Bei „One last dance“ handelt es sich for mich leider um genau so ein Buch. Die Autorin kann wundervoll schreiben, an der Handlung gibt es an sich nichts auszusetzen und man hat das Gefühl, sich tatsächlich in New York zu befinden. Trotzdem hatte ich leider nicht wirklich viel Freude dabei, diese Geschichte zu lesen. Es hat sich für meinen Geschmack alles sehr gezogen, gerade am Anfang war alles für mich recht zäh und ich hatte Mühe weiterzulesen.

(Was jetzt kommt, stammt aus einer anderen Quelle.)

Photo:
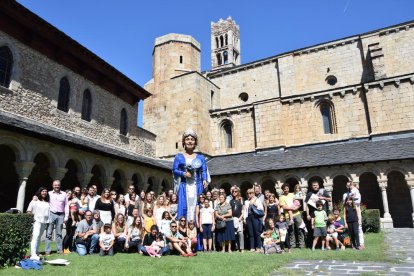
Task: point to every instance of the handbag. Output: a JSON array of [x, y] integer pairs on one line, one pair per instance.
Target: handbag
[[257, 213], [220, 224]]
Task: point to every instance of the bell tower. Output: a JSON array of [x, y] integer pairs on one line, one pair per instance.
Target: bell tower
[[225, 44]]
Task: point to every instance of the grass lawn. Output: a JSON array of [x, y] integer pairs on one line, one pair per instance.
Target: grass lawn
[[245, 263]]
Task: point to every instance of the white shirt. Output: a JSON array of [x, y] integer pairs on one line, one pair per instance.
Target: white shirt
[[40, 210], [206, 215]]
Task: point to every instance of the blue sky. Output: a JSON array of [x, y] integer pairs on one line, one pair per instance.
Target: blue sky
[[122, 32]]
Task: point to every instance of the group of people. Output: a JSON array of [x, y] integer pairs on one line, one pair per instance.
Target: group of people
[[191, 217]]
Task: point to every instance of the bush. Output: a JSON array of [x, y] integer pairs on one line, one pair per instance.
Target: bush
[[371, 220], [15, 234]]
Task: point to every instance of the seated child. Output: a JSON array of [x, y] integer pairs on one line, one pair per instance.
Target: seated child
[[106, 241], [332, 235], [191, 234], [282, 227], [154, 249], [271, 239]]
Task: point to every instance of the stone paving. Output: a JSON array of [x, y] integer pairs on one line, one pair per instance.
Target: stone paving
[[400, 248]]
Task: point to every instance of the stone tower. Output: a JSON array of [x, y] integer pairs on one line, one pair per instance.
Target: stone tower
[[225, 44], [181, 95]]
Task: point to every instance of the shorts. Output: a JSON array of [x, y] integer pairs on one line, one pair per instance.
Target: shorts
[[207, 231], [333, 235], [319, 232]]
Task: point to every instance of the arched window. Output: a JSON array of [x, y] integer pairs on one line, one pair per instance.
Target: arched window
[[328, 117], [6, 64], [87, 105], [64, 91], [123, 128], [227, 134], [219, 59], [225, 57]]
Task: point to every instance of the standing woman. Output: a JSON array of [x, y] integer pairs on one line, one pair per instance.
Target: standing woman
[[159, 209], [272, 208], [191, 169], [223, 213], [105, 205], [253, 222], [352, 221], [120, 205], [40, 210]]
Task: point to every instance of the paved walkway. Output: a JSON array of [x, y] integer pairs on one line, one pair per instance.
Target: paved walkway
[[401, 248]]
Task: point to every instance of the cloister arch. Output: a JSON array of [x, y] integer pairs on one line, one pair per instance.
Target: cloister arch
[[9, 179]]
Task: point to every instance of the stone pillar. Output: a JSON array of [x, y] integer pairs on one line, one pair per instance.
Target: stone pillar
[[23, 169], [329, 189], [410, 183], [57, 173], [84, 179], [304, 185], [108, 181], [386, 221]]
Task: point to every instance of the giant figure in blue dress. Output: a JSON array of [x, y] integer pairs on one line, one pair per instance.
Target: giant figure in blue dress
[[190, 175]]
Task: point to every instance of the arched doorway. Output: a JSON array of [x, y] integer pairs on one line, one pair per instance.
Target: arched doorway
[[137, 182], [117, 185], [9, 179], [315, 178], [165, 186], [269, 184], [244, 187], [70, 179], [370, 192], [150, 185], [339, 188], [399, 200], [38, 178], [96, 178], [226, 186], [292, 183]]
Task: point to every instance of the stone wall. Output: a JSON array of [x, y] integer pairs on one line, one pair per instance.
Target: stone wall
[[391, 106], [33, 93], [260, 83]]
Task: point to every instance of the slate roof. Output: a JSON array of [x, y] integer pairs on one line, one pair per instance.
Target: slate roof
[[42, 131], [349, 152]]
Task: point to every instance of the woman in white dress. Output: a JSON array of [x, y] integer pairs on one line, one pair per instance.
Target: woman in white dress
[[40, 210]]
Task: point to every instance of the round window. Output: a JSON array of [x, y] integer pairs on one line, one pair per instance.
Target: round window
[[244, 97], [331, 80]]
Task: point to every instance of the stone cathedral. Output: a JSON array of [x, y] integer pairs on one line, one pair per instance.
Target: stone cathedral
[[335, 111]]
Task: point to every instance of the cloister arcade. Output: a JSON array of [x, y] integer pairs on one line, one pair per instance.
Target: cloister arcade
[[387, 186], [28, 163]]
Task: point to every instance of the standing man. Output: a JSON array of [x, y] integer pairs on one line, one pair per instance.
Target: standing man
[[353, 192], [59, 212], [286, 203], [314, 195], [92, 197]]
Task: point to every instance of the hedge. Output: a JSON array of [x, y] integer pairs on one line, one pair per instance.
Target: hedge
[[371, 221], [15, 234]]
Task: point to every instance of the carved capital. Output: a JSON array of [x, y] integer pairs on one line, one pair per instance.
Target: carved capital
[[57, 173], [24, 169]]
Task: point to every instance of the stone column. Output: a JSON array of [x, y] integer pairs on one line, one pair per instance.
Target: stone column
[[23, 169], [108, 181], [84, 179], [57, 173], [386, 221], [329, 189], [410, 183]]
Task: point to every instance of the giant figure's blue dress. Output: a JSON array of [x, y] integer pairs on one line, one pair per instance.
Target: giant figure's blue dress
[[179, 169]]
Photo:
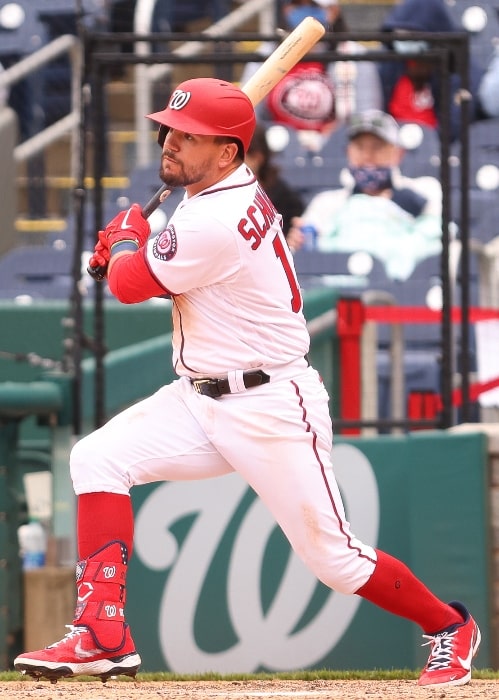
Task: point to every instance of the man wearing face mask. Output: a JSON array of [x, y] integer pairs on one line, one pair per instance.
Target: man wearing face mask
[[394, 218]]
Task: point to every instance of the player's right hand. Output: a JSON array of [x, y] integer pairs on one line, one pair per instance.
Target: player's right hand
[[128, 225], [101, 255]]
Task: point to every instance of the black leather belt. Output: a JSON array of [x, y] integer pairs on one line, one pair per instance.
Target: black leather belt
[[214, 388]]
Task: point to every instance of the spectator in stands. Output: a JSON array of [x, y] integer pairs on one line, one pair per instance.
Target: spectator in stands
[[488, 90], [286, 200], [314, 97], [411, 87], [394, 218]]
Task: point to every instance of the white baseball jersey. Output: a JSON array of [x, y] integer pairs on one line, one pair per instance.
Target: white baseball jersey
[[236, 301], [237, 307]]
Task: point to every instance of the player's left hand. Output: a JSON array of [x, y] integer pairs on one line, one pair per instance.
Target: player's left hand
[[101, 254], [128, 225]]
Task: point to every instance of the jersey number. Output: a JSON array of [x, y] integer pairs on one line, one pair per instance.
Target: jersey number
[[292, 281]]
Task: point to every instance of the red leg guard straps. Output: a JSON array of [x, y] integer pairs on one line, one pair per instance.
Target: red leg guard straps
[[100, 582]]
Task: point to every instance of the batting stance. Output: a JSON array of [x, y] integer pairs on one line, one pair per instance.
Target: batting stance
[[246, 399]]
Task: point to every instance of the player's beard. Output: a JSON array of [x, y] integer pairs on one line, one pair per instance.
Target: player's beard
[[176, 174]]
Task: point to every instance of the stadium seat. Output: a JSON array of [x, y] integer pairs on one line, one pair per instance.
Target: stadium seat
[[38, 271], [422, 150], [481, 21]]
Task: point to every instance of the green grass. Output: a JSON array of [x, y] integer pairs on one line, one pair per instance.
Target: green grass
[[325, 674]]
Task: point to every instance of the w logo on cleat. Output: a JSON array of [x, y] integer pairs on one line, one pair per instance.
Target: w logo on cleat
[[111, 610], [109, 571]]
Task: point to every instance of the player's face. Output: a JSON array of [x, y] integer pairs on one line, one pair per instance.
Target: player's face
[[192, 161]]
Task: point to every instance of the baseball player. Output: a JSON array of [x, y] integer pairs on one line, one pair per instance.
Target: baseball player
[[246, 399]]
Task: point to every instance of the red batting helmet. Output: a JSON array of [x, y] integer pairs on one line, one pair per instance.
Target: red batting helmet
[[210, 107]]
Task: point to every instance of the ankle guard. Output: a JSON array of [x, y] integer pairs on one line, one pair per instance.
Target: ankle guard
[[100, 606]]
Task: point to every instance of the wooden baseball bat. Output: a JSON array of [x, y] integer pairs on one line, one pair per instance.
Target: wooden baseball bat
[[294, 47]]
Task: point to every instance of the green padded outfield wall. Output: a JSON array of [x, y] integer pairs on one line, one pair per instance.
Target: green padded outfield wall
[[213, 586]]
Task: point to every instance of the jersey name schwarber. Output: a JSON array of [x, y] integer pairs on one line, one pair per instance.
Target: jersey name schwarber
[[224, 249]]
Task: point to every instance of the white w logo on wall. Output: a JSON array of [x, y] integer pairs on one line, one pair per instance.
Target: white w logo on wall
[[275, 614]]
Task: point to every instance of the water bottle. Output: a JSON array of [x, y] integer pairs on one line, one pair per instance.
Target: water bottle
[[32, 544], [310, 234]]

Gillians Probleme mit dem Umbau beispielsweise waren durchaus interessant, aber solchen Dingen wurde so viel Raum gegeben, dass mir die zwischenmenschlichen Beziehungen – vor allem zwischen Gillian und Jaz – über lange Strecken zu kurz gekommen sind.

Die vielen positiven Rezensionen zeigen, dass das jedoch eine sehr subjektive Wahrnehmung ist und es anscheinend den allermeisten anders geht als mir. Mich konnte das Buch nicht so recht fesseln, aber es ist schön, wenn so viele es lieben. Geschmäcker sind eben verschieden und das ist ja auch gut so.